Kısacası ‘hukukun gücü’ yerine ‘gücün hukuku’nu ikame edecek bir gelişme bu.
‘Amerikan keyfiliği’nin bir tür kutsanması sayılabilir.
…Amerikan hedeflerinin ‘küreselleşme çağı’nda değişime direnen Ortadoğu’da ‘demokrasinin önünü açmak’ gibi sunulan idealist-misyoner bir sosu mevcut.
Ne var ki, söz konusu hedeflerin petrol ile ilgisi de kuruluyor.
‘Cheney raporu’nda 2020 itibarıyla Amerika’nın enerji alanında yarı yarıya dışa bağımlı hale geleceği bildiriliyor.
Türkiye’yi yönetmeye talip olanlar bu ‘olgu’nun acaba ne kadar farkındalar?’(25. 09. 2002, Yeni Şafak)
Okurken tüylerim diken diken oldu!
Cümlelere bakın;
 
‘Mutlak otoriteyi empoze etmeye çalışmak’!
‘Belirgin olmayan tehditler doktrini ile tüm BM sistemini ve ‘uluslararası hukuku kökten biçimde değiştirmek’!
‘Hukukun gücü yerine, gücün hukukunu ikame etmek’!
‘Amerikan keyfiliğini kutsamak’!
‘Demokrasinin önünü açmak gibi sunulan idealist-misyoner sos’!
 
Başımdan aşağı kaynar sular döküldü!
Ben şimdi meslektaşım böyle yazdı diye Amerikan keyfiliğini kutsayamayacak mıyım?

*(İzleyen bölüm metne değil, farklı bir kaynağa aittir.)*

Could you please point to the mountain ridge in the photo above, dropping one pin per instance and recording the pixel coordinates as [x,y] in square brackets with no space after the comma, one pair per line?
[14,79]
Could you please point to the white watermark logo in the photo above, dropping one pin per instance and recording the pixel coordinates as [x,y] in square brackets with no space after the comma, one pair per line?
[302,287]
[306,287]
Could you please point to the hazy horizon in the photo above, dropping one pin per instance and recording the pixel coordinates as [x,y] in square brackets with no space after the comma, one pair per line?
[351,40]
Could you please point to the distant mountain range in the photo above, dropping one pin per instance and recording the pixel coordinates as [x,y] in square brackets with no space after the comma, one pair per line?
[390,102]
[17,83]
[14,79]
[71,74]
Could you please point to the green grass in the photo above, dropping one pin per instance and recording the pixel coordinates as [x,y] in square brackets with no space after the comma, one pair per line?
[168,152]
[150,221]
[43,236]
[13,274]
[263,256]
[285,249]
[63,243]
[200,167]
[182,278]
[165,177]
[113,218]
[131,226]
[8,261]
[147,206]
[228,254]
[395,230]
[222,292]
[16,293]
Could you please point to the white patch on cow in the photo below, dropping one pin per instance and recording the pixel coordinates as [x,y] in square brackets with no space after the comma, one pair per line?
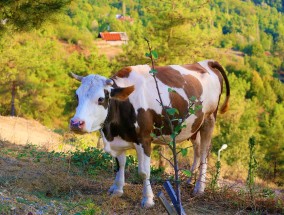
[210,86]
[117,146]
[117,188]
[88,109]
[144,163]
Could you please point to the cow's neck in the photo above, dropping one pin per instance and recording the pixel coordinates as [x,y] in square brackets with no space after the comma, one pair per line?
[120,121]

İnsan kutsalı olmadan yaşayabilir mi?
Neyi kutsayacağım o zaman?
Gücün hukukunu savunmayacağım da üç beş kendini bilmezin İstanbul’da hukukun gücünü göstermeye çalışmasına çanak mı tutacağım?

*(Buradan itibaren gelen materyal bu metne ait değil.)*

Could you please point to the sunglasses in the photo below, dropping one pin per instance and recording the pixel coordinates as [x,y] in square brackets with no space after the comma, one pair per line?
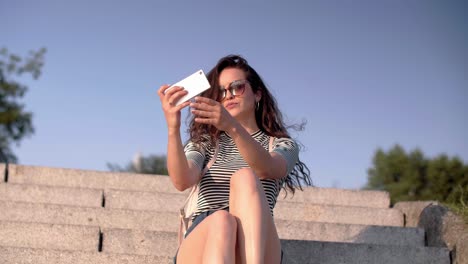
[236,88]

Neymiş Irak savaşı meşru değilmiş!
Bush’la, Blair yargılanmalıymış!
Birileri de kalkıp ‘bu ne perhiz, bu ne lahana turşusu’ mahkemesi kursa iyi mi olur!

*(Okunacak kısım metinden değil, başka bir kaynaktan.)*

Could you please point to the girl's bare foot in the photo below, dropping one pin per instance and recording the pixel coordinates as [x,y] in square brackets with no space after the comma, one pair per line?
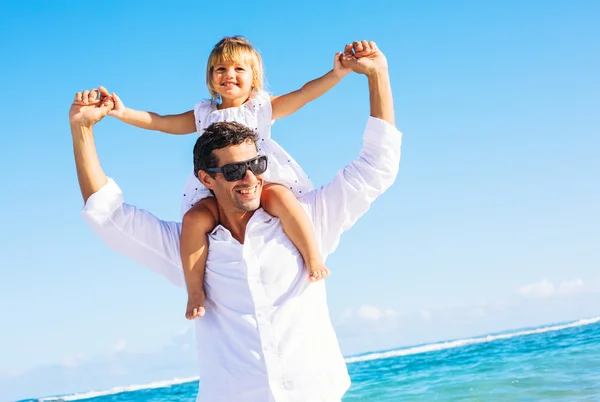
[195,306]
[316,270]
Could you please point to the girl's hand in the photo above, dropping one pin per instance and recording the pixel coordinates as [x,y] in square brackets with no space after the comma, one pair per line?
[364,57]
[119,108]
[338,69]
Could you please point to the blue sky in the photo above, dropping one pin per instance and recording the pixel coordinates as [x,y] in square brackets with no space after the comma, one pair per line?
[492,224]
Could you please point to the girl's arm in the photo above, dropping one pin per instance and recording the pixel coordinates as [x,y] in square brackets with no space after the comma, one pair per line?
[287,104]
[183,123]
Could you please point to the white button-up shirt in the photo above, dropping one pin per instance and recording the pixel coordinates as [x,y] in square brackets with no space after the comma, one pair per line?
[266,335]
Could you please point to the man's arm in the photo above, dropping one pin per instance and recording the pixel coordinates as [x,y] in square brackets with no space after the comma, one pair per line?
[134,233]
[336,206]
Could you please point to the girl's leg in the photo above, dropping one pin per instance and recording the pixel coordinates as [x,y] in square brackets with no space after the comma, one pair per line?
[197,223]
[281,202]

Savaştan önce böyle böyle yazıyordun da bombaları görünce mi aklın şaştı diye meslektaşımdan hesap mı sorsalar?
Neyse sonunda meslektaşım titreyip aslına döndü.
Şimdilerde İran’la Suriye ile ne işiniz vardı, savaşı siz mi önleyecektiniz, neden çantada keklik rolünü oynamıyorsunuz sorularını sorup duruyor.
Amerikan keyfiliğini en iyi ben kutsarım rolünü oynuyor.
 
BEN HUKUKTAN ANLARIM
Ben hukukçu değilim. Ama hukuktan iyi anlarım.
Dünyaya bakış açımın merkezinde hipergüç vardır.
Bütün bunları vatandaşlık duygumla birleştirdiğim zaman bu türden mahkemelerin eftirikten püftürükten olduğunu anlarım.
Bu yazı bana göre çok derin oldu.
Bir yazar için en yararlı yazıların şu üç temel eksen etrafında gelişmesi gerektiğini düşünüyorum.
1. Terazi
2. Lastik
3. Jimnastik
Bu üç temel eksen dışında kalan her şey benim için ‘talî yazı’ konularıdır.
Fazla bir şey istemiyorum.
Uzun eşek oynayalım yeter.
 
SON SÖZ
Uzun eşek, birdir bir; insana iyi gelir.